CINAR, TURKEY – It is not inconsistent to condemn terrorism and at the same time criticise government policies which feed it.
In all the years I was a Middle East analyst there was never any shortage of strange things and inconsistencies. The Israel-Palestine conflict aside (a pox on both their houses!), there is much that goes on that makes one shake one’s head in frustration and incredulity.
Take the Turkish-Kurdish dislike. The Kurds have often been described as the single largest ethnic group (between 25 and 35 million) without a homeland to call their own. The Turkish state has long disavowed the very existence of a separate Kurdish entity, calling these people ‘mountain Turks‘ and outlawing the Kurdish language, as well as forbidding them to wear distinctive Kurdish dress in or near the important administrative cities.

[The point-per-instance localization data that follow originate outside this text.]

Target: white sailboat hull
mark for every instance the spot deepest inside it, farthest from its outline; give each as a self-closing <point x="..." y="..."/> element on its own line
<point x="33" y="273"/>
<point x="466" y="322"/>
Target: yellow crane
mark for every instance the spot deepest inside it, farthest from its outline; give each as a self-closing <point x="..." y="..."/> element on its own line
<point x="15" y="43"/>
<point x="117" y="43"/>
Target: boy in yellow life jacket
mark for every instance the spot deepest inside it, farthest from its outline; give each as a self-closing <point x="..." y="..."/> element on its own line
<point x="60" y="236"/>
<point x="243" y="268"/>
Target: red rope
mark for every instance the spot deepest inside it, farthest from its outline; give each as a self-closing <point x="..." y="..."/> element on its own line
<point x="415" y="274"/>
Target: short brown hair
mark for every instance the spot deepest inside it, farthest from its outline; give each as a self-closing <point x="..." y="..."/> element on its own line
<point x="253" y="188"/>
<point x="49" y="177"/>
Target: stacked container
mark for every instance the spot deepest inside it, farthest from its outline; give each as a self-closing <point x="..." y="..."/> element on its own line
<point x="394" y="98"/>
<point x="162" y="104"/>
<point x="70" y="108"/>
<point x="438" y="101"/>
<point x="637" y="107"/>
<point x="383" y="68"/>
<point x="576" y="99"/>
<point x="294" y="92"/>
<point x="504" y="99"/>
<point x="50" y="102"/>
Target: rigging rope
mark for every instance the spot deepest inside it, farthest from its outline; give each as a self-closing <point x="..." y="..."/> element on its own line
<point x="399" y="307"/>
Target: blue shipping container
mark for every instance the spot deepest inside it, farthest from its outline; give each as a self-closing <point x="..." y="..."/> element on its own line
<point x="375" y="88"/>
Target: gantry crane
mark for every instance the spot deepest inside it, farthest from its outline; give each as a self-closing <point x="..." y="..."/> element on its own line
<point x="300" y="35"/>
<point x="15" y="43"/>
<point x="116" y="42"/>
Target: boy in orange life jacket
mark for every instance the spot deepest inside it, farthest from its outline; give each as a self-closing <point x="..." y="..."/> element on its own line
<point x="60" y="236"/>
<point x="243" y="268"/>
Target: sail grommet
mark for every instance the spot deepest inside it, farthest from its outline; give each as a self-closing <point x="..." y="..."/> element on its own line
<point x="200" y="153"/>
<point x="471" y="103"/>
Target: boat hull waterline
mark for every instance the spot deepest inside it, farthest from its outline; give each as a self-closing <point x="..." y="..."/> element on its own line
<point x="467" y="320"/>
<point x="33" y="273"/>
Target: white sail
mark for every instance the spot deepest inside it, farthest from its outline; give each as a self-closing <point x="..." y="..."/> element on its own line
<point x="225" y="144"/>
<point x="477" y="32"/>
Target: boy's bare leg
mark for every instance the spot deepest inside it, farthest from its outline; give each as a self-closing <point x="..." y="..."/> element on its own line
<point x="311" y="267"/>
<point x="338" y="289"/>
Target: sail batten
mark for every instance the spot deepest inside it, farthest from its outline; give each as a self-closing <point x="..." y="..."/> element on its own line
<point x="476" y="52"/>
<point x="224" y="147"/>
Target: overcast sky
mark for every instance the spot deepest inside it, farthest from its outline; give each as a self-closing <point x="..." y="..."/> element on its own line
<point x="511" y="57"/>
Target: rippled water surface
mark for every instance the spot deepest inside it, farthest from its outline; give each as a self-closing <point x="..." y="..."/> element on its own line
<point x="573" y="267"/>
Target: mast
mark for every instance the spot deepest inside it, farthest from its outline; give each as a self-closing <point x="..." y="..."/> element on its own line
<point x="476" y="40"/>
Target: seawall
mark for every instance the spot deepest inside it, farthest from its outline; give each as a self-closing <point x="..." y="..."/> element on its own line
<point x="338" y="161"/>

Faced with Turkish unwillingness to even talk, some Kurds have taken up arms to get what they want. There are several terrorist groups, perhaps the most well-known of which is the PKK (the Partiya Karkeren Kurdistan or Kurdistan Workers’ Party, which is a listed terrorist entity in Canada).
These groups have been responsible for some horrendous acts of terrorism.
On this day in 2016
Five people were killed and 39 wounded in a car bomb attack on a police station and adjacent housing for officers in south-eastern Turkey. 14 people were injured in the initial bomb blast while 25 were wounded by the collapse of the building, including five who had been rescued from the rubble by emergency teams.
Every threat directed at Turkey will be punished in kind.Turkish Prime Minister Ahmet Davutoglu
The PKK was suspected in the attack: it was followed up by rocket fire and long-range gunfire. Both police and civilians were wounded but initial reports said all those killed were civilians.
Acts of this nature must be condemned as should all acts of terrorism. Still, Turkey has a lot to learn about how to treat its own Kurdish population and should eject this belief that the Kurds are ‘mountain Turks’.